YOUNTVILLE — As dawn breaks over Napa Valley, Guillermo Rodriguez, affectionately known as Memo, is about to arrive at what he calls his little part of paradise. He turns into the parking lot and is immediately surrounded by color. Mounds of flowering shrubs are in full bloom, while shade trees add a lush appearance. And this isn’t even the main parking area.
Rodriguez is a busy man, and he loves his job because he is doing what he loves best — gardening. He is in charge of all aspects of the grounds as property manager of Brix Restaurant a mile north of Yountville.
Brix is part of a 16-acre property that was formerly the Christmas Store. In 1996, the Kelleher family purchased the property, redesigned and renovated the building, added a gift shop and extensive gardens and planted 10 acres of cabernet sauvignon grapes on this prime Oakville appellation land. These would produce the excellent Kelleher Family wines that are offered in the restaurant.
As I entered the main parking area, I was overwhelmed by the variety of spring and summer flowers, a lovely fish pond and a canopy of locust trees. From this parking area, you can glimpse lime green umbrellas that beckon you to visit the back garden area, where up to 70 visitors can dine al fresco while viewing the extensive gardens with vineyards and the Mayacamas Mountains in the background.
Rodriguez and I meet in the vegetable and herb garden where, one by one, members of the Brix “family” come out to welcome me. After a hearty handshake, General Manager Michael Cope listens to our garden talk for a few minutes then politely excuses himself to hurry back to his office.
We stroll a few steps discussing the importance of soil and what makes a successful crop. As Rodriguez describes the soil/compost mix, he scoops up a handful and inhales deeply, almost as if he is testing a fine wine. All 25 raised beds are thriving with strong healthy plants. Rodriguez says no chemicals are used in this garden and when they need a little nudge, he feeds them fish emulsion.
There is an abundance of all of our favorite herbs and greens and a few unusual vegetables to add a little spice. We see Russian Red kale that will soon be replaced by peppers, and green beans that will be transformed into tasty tempura appetizers. Rodriguez said 99 percent of the plants, including fruits and citrus, reach the kitchen, and most types are used daily.
Chef Chris Jones, formerly from Sonoma’s The Girl & the Fig, arrives as we stop at the cardoon bed. Cardoon, one of the more unusual vegetables, is similar to an artichoke plant, but is more robust and grown for its stalks. He enthusiastically shares one of his cardoon recipes, and his description is mouth-watering.
Next we are joined by Valerie Kelleher-Herzog, who is the proprietor and general overseer of the restaurant, gift shop, wine business and, enthusiastically, the gardens.
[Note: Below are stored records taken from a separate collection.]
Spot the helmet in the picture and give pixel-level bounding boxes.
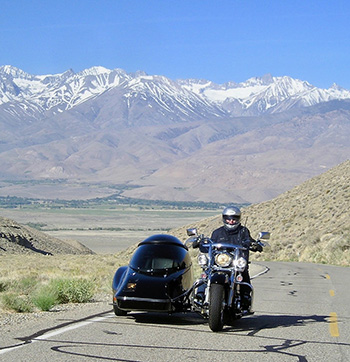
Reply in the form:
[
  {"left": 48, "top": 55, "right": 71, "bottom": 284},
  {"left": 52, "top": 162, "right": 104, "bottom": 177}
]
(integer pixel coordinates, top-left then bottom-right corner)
[{"left": 222, "top": 206, "right": 241, "bottom": 231}]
Knowledgeable about plants, she collaborates with Rodriguez about all facets of the garden.
When I mention that this is such a happy atmosphere, but it needs a dog, she immediately talks about Colby, one of her yellow Labradors who was found waist-deep in the fish pond trying to catch his dinner. “He had a big smile on his face,” she said. I don’t think we’ll be seeing Colby in the garden.
Some beds are waiting for the next season’s pumpkin seeds that will be planted by Kelleher-Herzog’s children. Tomatoes and squash are relegated to beds hidden in an area behind old coastal live oaks because they have a way of growing out of bounds overnight. We visited the greenhouse where tomatoes, peppers, melons and other summer seedlings will soon be moved outside. Kelleher-Herzog shared another Chris Jones recipe for a "Green Stripe" Zebra tomato and watermelon salad with a tangy vinaigrette.
Visitors are encouraged to stroll through the gardens and relax at one lovely section that is reserved for weddings and other celebrations. A curving path lined by tall flowering shrubs, designed by Rodriguez, alternately hides and reveals the bride as she makes her way to the altar.
Because the garden is part of the view from the restaurant, it is Rodriguez’s responsibility to keep the entire landscape pristine and healthy year-round, a chore that even the best of gardeners might find difficult.
If you are lucky enough to be seated outside, be sure to order food, the Kelleher cabernet and the sunset over the Mayacamas.